Гдѣ же достоинства новаго романа? Защитники г. Загозжива находятъ въ мигъ «отмѣнно-даровитаго разскащика». Мы находимъ въ немъ болѣе: кромѣ разсказа легкаго, плавнаго, безъ труда читаемаго; кромѣ умѣнья вести разговоры, особенно между простолюдинами, новый романъ представляетъ еще (такъ же, какъ представляли и прочіе романы) три достоинства, хорошее переложеніе на нынѣшнія языкъ нѣсколькихъ мѣстъ изъ лѣтописей и другихъ старинныхъ книгъ: эти мѣста очень-любопытны своимъ содержаніемъ; потомъ отчетливое изображеніе трехъ характеровъ: Ферапонта, Куродавлева и земскаго поддьяка; наконецъ, концомъ, разлитый по всему роману. Тѣ не знаютъ, чѣмъ именно хорошъ новый романъ, которые не замѣтили комическихъ сценъ его: въ нихъ отличительная черта дарованія г. Загоскина, его преобладающая наклонность. Дѣйствующія лица задѣваютъ вниманіе читателя не патетической, возвышенной стороной своей, которую, впрочемъ, трудно и замѣтить; не борьбой своей съ страстями и обстоятельствами и даже не своей философіей или моралью, а смѣшными своими положеніями. Ферапонтъ интересенъ, потому что постоянно смѣшенъ, — разговариваетъ ли съ раскольниками, даетъ ли совѣты барину, борется ли съ медвѣдемъ; Куродавлевъ интересенъ, потому-что всѣ его дѣйствія смѣшны: онъ презабавно разсказываетъ споръ свой о мѣстничествѣ, презабавно любуется кулачными боями, презабавно судитъ двухъ мужиковъ, изъ вторыхъ одного выпороть порядкомъ; презабавно сердится на мещовскаго воеводу за то, что тотъ запрещаетъ ему охотиться въ чужихъ дачахъ. Земскій поддьякъ смѣшонъ съ ногъ до головы. И не смѣшонъ ли самъ Лёвшинъ, который въ щелочку осматриваетъ Софью Андреевну? Прекомическая сцена! Ее бы стоило нарисовать и приложить картинку къ роману. О раскольникахъ мы уже говорили: они всѣ смѣшны, не исключая и таинственнаго Поморянина. Архипьевна годятся въ любую комедію, въ любой русскій водевили. Вотъ жъ чемъ особенное достоинство г. Загоскина, вотъ его направленіе, господствующая страсть, паѳосъ. Правда, этотъ комизмъ не принадлежитъ къ роду того, который иногда одною чертою даетъ знать о всемъ человѣкѣ и возбуждаетъ нерѣдко глубокое чувство, противоположное комическому (какъ у Гоголя); но мы и не говоримъ этого. Комизмъ г. Загоскина, низшаго сорта — внѣшній, поверхностный, который и многими чертами рядомъ долгихъ разговоровъ не знакомитъ съ сущностью лица, съ глубокими явленіями человѣческой натуры, а просто заставляетъ васъ улыбаться — иногда даже безъ всякаго отношенія къ тому лицу, къ которому онъ привитъ.
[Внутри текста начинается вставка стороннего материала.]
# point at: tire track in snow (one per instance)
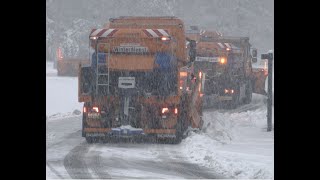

Чтобъ познакомить читателей съ новымъ романомъ, выпишемъ изъ него двѣ сцены. Въ одной разсказываетъ Куродавлевъ, какъ его обидѣли при царѣ Ѳеодорѣ Алексѣевичѣ:
" — Эхъ, кабы воля да воля, такъ я-бы сего дня-же покатилъ въ Москву!
— Да развѣ ты, Юрій Максимовичъ, не воленъ ѣхать въ Москву? спросилъ Лёвшинъ.
— Воленъ-то воленъ: я вѣдь не опальный какой, а все-таки безъ царскаго указа не поѣду.
— Не прогнѣвайся, бояринъ, коли я тебя спрошу: за чѣмъ-же тебѣ царской указъ, коли ты не подъ опалою и воленъ ѣхать куда хочешь?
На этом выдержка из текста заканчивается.